Hades II Isn't A Story-It's Maintenance - Kotaku
Briefly

Hades II Isn't A Story-It's Maintenance - Kotaku
"I wake up in the same dim corner of the Crossroads, staring at the same painting. Melinoë as a baby, held by her mother Persephone. Her brother Zagreus beside them. Hades smiling down, the whole family together with the serenity of a dream you wake up forgetting. The game gives me one prompt: "Brood." When I press it, Melinoë scoffs, "You don't remember them, besides this painting and your dreams. But still you fight for them...""

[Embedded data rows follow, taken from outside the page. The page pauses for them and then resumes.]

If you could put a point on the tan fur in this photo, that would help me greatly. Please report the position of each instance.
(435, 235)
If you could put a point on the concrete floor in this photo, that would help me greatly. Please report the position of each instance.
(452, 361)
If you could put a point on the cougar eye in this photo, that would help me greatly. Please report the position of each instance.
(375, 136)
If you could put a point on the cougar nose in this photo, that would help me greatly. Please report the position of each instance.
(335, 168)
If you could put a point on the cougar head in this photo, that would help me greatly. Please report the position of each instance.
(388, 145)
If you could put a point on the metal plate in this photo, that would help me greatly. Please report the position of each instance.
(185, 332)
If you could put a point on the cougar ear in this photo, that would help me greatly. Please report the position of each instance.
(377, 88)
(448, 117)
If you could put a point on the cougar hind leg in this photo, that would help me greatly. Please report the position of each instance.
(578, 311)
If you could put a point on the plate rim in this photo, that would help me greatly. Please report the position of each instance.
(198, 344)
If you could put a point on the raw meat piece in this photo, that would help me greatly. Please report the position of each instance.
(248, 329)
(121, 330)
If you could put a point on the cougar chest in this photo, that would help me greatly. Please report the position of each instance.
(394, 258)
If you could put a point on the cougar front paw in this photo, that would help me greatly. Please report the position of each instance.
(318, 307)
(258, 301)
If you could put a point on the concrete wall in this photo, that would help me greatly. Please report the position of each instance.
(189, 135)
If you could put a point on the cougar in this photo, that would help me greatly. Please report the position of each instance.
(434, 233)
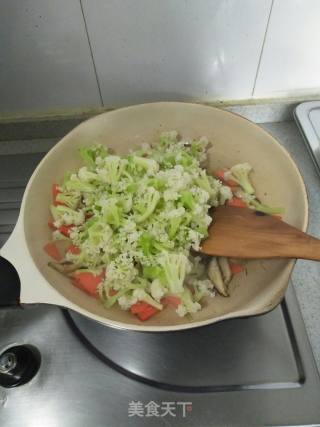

"This piece contains major spoilers for the story of Hades II. And yet, the structure of Hades II seems built for that interrogation. Like its predecessor, it's a roguelike: death, rebirth, progress through repetition. A form that practically begs for introspection. Each failure could have been an opportunity to reveal more of Melinoë's interior life. We could question what "Death to Chronos" even means to her."
Melinoë wakes at the Crossroads before a family painting and responds to the game's prompt with a terse "Brood" and a scoffing line about memory. The narrative repeatedly presents a mantra—"Death to Chronos"—without probing its emotional roots. The roguelike structure of death, rebirth, and repetition invites introspection, yet each failed run becomes a missed opportunity to deepen Melinoë's interior life. The resulting characterization reduces her resistance to a slogan rather than a felt ache. Zagreus exemplifies alignment between protagonist and form, whereas Melinoë's conviction feels assumed and narratively unearned.